Another study by Arai et al. analyzed HRV in a cohort of patients undergoing exercise testing and found that the power in the low frequency band [0.03-0.15 Hz] systematically decreased with an increase in exercise and rebounded during recovery after exercise. The low frequency band may be modulated by both the sympathetic and parasympathetic nervous system related to baroreflex activity, temperature regulation and maintenance of homeostasis. The low frequency response to exercise testing was found to be muted in patients with severe congestive heart failure. Conversely, this study found that power in the high frequency band [0.15-0.8 Hz] increased with exercise, decreased through recovery and was highly correlated to respiration—the respiration sinus arrhythmia effect.
Many of the HRV studies have been predicated upon an assumption that a balance between the operation of the parasympathetic (vagal) and sympathetic arms of the autonomic nervous system controls heart rate. For example, as the heart rate increases it has been assumed that sympathetic control increases and vagal influence decreases. Additionally, the low and high frequency bands have been assumed to be related to sympathetic and vagal influence, respectively. Based on these assumptions, the concept of a spectral ratio of these two bands, indicative of this implied balance, was adopted as a potentially useful metric for risk stratification. Because of the low predictive value of the ratio, teachings of Verrier et al. in U.S. Pat. No. 5,437,285 are predicated upon this ratio of low and high frequency components in combination with other metrics for assessing myocardial instability.
Although the concept of a balance between the two components of the autonomic system has been a widely embraced, and presumed to be quantified through a HRV spectral ratio, some studies show that calculations of such a balance of control may not be useful. One study by Eckberg (1997), for example, finds that vagal contributions to baseline low frequency RR-interval fluctuations are great, and evidence that baseline low frequency RR-interval spectral power is related quantitatively to sympathetic-cardiac nerve traffic is nonexistent. This same study concludes that calculations of sympathovagal balance may obscure rather than illuminate human physiology and pathophysiology.
As noted by Kannankeril et al. (2002), risk of SCD is about 17 times higher during or immediately following exercise than at rest.
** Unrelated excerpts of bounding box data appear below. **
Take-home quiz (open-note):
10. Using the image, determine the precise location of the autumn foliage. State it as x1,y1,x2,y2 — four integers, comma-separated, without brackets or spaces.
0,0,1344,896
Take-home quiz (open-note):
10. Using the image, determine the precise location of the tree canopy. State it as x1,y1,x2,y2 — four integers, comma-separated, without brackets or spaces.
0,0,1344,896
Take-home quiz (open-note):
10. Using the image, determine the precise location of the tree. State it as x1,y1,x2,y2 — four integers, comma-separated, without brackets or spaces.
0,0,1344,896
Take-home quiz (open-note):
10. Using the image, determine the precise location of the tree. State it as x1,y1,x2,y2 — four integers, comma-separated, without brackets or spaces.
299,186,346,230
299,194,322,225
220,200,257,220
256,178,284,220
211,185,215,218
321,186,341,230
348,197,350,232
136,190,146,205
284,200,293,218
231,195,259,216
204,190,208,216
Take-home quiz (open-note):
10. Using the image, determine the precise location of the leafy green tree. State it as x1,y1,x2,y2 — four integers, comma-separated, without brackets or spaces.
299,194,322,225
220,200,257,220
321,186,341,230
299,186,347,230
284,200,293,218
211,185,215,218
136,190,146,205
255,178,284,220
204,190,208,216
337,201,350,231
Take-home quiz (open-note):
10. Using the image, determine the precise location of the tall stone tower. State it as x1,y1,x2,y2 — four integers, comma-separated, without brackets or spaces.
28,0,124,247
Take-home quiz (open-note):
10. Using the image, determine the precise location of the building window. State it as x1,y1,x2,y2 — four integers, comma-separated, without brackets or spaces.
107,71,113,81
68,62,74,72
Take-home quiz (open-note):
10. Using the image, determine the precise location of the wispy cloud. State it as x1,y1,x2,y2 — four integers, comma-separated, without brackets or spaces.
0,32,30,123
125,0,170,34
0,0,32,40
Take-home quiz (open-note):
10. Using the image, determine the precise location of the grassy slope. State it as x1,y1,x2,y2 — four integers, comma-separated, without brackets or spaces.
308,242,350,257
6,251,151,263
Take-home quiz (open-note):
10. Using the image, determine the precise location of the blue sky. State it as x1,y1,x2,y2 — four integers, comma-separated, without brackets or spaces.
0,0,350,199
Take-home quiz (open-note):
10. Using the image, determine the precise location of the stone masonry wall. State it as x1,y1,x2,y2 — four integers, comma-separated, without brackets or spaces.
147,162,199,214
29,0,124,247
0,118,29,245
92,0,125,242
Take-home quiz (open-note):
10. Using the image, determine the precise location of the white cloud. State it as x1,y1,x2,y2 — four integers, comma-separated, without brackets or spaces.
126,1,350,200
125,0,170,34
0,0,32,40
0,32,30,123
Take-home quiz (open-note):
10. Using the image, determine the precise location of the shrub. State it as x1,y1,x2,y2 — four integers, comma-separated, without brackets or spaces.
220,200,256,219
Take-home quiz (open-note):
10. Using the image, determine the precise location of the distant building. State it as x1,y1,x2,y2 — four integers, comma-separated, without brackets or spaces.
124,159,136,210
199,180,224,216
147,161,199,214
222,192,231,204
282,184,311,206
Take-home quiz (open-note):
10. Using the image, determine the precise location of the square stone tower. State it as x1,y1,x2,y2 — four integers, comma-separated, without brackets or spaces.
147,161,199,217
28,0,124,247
Kannankeril et al. also finds that the vagal influence of heart rate decreases with exercise, and that it appears likely that poor return of vagal control in the post exercise recovery period may be a very critical factor in the progression from instability to fatal arrhythmia.
Although the above described methods for measuring heart rate variability are well known to practitioners of the art and it also is recognized that the patient risk profile may be substantially unveiled during vigorous exercise and recovery, there is no effective method based on HRV for quantifying patient risk from heart rate data collected during exercise and recovery. Therefore, existing methods and apparatus for quantifying risk of SCD based on HRV do not provide an accurate low cost screening tool for mass screening.